A pianist from the age of nine, Smith gigged in jazz and R&B groups around his home in western Pennsylvania. Then came the switch to organ. ‘I saw Wild Bill [Davis] in 1953 and took up the Hammond on the spot. I taught myself. I kept it in a shed so no one knew I couldn’t play it. I battled with that beast every single day.’ Two years later Smith played his first gig with the Hammond at Jimmy’s Jazz Club in The Village, New York. ‘It was a challenge. Nobody had thought about taking the Hammond into jazz and those jazz fans didn’t like it, no way. But I went nuts. I went crazy.’

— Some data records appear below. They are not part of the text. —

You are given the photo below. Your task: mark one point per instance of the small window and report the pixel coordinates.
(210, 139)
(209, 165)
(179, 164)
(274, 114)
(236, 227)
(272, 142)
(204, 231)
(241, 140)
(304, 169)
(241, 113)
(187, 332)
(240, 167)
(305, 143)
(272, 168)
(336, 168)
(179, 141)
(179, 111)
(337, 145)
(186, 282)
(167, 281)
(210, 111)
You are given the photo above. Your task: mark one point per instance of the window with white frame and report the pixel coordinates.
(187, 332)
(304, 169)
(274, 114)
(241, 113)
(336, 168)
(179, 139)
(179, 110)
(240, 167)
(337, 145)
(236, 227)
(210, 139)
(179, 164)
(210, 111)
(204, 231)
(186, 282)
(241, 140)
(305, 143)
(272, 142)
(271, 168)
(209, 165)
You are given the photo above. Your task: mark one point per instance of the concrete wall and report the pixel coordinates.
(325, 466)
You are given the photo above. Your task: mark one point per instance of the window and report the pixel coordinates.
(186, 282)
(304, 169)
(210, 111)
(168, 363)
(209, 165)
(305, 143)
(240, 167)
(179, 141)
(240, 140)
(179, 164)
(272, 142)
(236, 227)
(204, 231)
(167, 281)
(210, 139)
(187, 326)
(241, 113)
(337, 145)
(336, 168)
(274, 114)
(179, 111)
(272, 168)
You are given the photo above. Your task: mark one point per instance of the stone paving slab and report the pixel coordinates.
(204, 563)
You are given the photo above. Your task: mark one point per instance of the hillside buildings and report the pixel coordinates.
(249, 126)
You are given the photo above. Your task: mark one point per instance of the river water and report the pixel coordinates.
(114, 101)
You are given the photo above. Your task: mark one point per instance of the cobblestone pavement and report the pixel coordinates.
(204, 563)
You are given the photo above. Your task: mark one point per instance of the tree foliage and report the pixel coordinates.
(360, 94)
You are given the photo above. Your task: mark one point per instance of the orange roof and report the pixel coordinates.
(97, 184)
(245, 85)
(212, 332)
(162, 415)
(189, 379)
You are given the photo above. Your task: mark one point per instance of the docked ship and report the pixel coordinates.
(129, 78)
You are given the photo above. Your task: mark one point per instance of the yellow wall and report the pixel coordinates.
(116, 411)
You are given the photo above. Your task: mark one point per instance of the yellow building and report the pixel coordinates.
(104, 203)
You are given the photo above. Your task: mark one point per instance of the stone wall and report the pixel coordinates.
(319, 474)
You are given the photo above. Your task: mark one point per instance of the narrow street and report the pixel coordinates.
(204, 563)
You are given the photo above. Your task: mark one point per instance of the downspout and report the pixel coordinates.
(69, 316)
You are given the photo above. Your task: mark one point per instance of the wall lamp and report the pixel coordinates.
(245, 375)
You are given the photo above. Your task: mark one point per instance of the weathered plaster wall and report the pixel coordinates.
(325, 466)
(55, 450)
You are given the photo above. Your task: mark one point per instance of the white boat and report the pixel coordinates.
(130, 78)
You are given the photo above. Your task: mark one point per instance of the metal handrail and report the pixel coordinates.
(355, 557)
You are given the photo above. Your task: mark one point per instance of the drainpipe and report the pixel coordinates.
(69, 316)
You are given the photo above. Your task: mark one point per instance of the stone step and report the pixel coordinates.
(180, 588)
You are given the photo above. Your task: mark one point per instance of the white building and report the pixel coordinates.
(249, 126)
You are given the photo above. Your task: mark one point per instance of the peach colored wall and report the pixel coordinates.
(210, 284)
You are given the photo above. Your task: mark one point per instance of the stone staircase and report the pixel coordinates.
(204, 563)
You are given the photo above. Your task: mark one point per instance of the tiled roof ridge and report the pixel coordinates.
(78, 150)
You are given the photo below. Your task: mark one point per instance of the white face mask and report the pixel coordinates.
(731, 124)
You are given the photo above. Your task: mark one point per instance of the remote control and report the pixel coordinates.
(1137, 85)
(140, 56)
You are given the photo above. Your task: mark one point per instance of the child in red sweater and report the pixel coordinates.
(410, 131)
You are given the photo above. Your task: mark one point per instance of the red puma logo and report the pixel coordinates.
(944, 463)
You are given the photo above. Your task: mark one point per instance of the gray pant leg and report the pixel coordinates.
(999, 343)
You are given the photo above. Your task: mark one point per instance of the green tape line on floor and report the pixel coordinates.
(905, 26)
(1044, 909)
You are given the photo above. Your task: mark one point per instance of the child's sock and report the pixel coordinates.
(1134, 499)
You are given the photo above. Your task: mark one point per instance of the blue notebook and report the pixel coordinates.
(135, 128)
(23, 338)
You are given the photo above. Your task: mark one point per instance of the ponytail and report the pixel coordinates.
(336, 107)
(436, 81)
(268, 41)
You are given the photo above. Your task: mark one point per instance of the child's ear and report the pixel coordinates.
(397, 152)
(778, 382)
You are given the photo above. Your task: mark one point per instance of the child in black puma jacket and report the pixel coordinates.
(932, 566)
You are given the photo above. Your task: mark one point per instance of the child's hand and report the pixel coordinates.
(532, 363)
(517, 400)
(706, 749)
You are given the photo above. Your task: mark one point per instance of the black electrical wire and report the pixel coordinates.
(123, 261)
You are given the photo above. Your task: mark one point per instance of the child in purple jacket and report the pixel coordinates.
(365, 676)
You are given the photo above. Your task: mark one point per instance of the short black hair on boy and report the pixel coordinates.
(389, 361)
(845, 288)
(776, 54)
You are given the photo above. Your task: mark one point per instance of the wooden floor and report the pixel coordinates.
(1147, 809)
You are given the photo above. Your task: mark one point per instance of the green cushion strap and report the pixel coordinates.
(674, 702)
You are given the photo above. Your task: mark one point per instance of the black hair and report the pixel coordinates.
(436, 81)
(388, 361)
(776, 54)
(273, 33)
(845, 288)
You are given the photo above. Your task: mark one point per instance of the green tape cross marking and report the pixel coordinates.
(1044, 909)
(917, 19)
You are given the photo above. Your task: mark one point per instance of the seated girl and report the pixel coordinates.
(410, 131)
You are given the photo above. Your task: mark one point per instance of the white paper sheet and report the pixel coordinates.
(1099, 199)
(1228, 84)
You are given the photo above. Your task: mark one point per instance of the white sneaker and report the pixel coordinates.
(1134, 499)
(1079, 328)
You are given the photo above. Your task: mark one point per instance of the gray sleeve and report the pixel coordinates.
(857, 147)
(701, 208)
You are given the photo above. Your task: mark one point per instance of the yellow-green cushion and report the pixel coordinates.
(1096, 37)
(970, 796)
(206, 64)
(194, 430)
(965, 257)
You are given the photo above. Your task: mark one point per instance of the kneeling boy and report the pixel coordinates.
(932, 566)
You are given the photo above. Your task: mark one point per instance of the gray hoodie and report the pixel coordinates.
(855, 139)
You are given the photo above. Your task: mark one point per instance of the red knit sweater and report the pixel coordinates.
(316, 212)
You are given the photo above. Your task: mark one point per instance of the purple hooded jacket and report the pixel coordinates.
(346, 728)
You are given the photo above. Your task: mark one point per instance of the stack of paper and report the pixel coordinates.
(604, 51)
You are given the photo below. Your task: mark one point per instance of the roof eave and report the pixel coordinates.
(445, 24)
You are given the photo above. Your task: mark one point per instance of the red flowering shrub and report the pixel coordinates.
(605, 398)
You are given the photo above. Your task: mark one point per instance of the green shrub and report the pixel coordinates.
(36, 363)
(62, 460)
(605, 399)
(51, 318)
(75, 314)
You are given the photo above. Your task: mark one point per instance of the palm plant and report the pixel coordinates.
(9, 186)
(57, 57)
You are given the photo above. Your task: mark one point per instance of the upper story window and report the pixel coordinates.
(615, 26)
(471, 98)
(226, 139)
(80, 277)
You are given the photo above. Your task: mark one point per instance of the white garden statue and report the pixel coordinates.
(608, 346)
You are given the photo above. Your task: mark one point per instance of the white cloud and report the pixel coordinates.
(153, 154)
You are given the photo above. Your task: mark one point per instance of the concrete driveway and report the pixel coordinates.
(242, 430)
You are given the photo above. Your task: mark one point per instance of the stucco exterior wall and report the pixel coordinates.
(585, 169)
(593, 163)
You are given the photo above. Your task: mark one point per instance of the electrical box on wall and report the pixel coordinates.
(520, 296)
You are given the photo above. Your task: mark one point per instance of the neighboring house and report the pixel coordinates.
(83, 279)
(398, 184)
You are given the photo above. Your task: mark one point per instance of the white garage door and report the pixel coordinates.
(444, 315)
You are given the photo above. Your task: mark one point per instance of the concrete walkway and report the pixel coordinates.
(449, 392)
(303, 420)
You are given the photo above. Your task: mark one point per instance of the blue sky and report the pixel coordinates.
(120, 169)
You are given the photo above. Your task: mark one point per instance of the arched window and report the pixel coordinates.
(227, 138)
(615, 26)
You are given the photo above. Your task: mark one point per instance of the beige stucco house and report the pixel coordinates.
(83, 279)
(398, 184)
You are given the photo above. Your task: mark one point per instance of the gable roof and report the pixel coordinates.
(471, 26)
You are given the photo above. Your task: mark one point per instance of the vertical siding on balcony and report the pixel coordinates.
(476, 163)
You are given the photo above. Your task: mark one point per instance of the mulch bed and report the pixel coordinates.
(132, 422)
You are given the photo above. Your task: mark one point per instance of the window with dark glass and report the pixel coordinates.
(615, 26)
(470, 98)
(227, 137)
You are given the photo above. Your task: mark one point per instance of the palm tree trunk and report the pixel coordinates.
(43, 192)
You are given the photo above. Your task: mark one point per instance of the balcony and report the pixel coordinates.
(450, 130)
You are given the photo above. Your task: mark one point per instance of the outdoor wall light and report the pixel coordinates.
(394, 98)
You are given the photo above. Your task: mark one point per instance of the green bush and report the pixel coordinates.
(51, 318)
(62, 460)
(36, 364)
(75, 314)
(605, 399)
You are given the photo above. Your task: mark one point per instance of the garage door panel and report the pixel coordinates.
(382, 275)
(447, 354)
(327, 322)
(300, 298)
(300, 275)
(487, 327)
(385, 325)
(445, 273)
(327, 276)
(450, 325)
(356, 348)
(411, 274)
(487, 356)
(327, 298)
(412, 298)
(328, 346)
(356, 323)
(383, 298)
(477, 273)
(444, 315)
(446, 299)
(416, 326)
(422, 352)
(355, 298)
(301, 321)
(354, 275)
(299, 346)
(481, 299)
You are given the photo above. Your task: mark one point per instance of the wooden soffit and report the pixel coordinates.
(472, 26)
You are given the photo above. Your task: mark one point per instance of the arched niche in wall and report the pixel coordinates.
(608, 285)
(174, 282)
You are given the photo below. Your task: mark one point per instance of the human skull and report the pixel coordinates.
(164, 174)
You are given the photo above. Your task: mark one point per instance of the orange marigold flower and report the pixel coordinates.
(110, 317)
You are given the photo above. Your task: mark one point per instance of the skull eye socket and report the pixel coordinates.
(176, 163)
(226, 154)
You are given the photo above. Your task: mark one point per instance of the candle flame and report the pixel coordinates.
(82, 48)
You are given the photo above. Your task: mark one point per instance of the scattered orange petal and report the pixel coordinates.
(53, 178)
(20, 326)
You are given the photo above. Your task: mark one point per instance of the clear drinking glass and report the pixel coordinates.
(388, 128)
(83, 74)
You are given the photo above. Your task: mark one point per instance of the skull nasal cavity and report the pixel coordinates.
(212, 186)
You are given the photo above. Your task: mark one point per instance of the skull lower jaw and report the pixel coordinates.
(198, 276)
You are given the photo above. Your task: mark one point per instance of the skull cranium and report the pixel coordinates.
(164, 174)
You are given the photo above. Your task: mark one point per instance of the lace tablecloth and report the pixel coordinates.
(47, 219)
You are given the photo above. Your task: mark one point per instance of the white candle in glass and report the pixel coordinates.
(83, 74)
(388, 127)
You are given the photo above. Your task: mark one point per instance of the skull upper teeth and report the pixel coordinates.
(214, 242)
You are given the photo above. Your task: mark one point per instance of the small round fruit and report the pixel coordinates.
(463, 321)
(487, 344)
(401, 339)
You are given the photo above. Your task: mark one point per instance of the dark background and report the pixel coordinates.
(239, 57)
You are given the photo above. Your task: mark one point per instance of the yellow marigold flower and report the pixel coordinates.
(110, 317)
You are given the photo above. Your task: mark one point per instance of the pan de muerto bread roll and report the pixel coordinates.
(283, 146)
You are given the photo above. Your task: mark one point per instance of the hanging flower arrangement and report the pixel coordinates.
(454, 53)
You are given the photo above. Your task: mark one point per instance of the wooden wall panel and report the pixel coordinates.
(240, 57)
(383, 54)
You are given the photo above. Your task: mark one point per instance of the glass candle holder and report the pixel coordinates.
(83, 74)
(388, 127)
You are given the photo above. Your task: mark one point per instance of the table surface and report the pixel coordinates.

As for Back At The Chicken Shack: ‘I just went in there and played my guts out. There was a lot of respect going down between those guys in the studio. Stanley [Turrentine] and Kenny [Burrell] were downright funky. Donald [Bailey] kept the rhythm ticking over.’ Recorded on 2-track analogue tape, Smith composed two of the four tracks – Messy Bessie, a funky blues inspired by Charlie Parker’s Confirmation, and the title track, an effortlessly cool and sassy down-home number. The Romberg/Hammerstein standard When I Grow Too Old To Dream spotlights Turrentine’s almost vocal sax style. Turrentine’s own Minor Chant, written for his Look Out! album, is 32 bars and seven-and-a-half minutes of minor key sauntering with Stanley wailing centre stage.

The following year Smith recorded another two records for Blue Note. Then in 1962 he signed to Verve, successfully experimenting with a full big band sound and earning his nickname, The Cat.